Les investisseurs « en bon père de famille » déçus par les faibles rendements des produits d’épargne classiques, peuvent désormais se reporter sur le marché de la voiture de collection pour améliorer leurs gains. 

Paul Spires, directeur des ventes chez Aston Martin Works, note que les « oldtimers », c’est-à-dire les voitures de collection anciennes, peuvent apporter des profits intéressants à court terme, tout en permettant à leur possesseur de bénéficier du plaisir de les conduire dans l’intervalle.

« Une voiture ancienne qui a coûté 65.000 livres peut être revendue pour 80.000 livres cinq ans plus tard», explique-t-il. « Durant ce laps de temps, il aura été possible de conduire la voiture. Les gens qui mettent 65.000 livres sur un compte bancaire peuvent peut-être encore espérer en retirer 65.000 livres cinq ans plus tard, si la banque n’a pas disparu entretemps ».

Au cours des dernières années, certains ont fait de bonnes affaires sur ce marché. Cette semaine, on a appris que l’acteur Rowan Atkinson – plus connu chez nous pour son rôle de Mr Bean – a vendu sa McLaren F1 de 18 ans avec 65.000 km au compteur à une Britannique anonyme pour 8 millions de livres (environ 10,89 millions d’euros). C’est 12 fois plus qu’Atkinson n’avait déboursé pour se l’offrir en 1997. Il ne s’agit pas vraiment d’une « oldtimer », mais plutôt d’une « youngtimer », selon les experts, qui emploient ce terme pour les modèles construits après 1980.

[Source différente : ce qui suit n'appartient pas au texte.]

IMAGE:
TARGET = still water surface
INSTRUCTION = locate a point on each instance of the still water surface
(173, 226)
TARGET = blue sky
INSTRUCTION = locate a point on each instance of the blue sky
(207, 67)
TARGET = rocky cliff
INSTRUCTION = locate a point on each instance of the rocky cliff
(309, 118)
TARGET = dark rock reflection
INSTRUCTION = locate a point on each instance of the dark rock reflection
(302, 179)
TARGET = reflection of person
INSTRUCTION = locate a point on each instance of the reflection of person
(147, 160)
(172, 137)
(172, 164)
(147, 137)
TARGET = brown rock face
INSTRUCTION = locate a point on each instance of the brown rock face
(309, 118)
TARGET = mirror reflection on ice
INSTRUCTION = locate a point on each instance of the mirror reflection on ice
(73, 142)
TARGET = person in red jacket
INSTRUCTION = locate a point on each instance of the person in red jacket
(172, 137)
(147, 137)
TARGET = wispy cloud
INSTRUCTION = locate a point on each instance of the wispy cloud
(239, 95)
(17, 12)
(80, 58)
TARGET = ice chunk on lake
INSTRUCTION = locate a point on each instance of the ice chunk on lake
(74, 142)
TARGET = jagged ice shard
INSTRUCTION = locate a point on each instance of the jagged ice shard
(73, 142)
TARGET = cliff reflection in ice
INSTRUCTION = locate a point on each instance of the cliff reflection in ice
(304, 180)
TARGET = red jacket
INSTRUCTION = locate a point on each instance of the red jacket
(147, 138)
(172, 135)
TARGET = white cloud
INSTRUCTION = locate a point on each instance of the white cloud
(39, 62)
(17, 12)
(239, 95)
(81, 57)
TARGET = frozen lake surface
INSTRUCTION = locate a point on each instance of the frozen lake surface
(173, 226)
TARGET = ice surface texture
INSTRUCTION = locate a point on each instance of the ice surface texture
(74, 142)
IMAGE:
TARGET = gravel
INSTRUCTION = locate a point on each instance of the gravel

Dans ce secteur, on peut aussi faire de bonnes affaires, notamment avec des modèles tels que la BMW M3, la Volkswagen Golf GTI série 1, la Mercedes 190E, ou encore la Peugeot 205 GTI. Une Peugeot 205 GTI 1991 en bon état se négocie actuellement 10.000 euros, trois à quatre fois plus que l’année dernière.

Ceux qui préfèrent encore une voiture de collection classique à une « youngtimer » peuvent s’attendre à un retour d’investissement significatif au terme de quelques années. Selon le dernier « Wealth Report » de Knight Frank, la valeur d’une « oldtimer » a augmenté de 140% au cours des 5 dernières années. Et si l’on considère les prix d’il y a 10 ans, le bénéfice atteint 500%.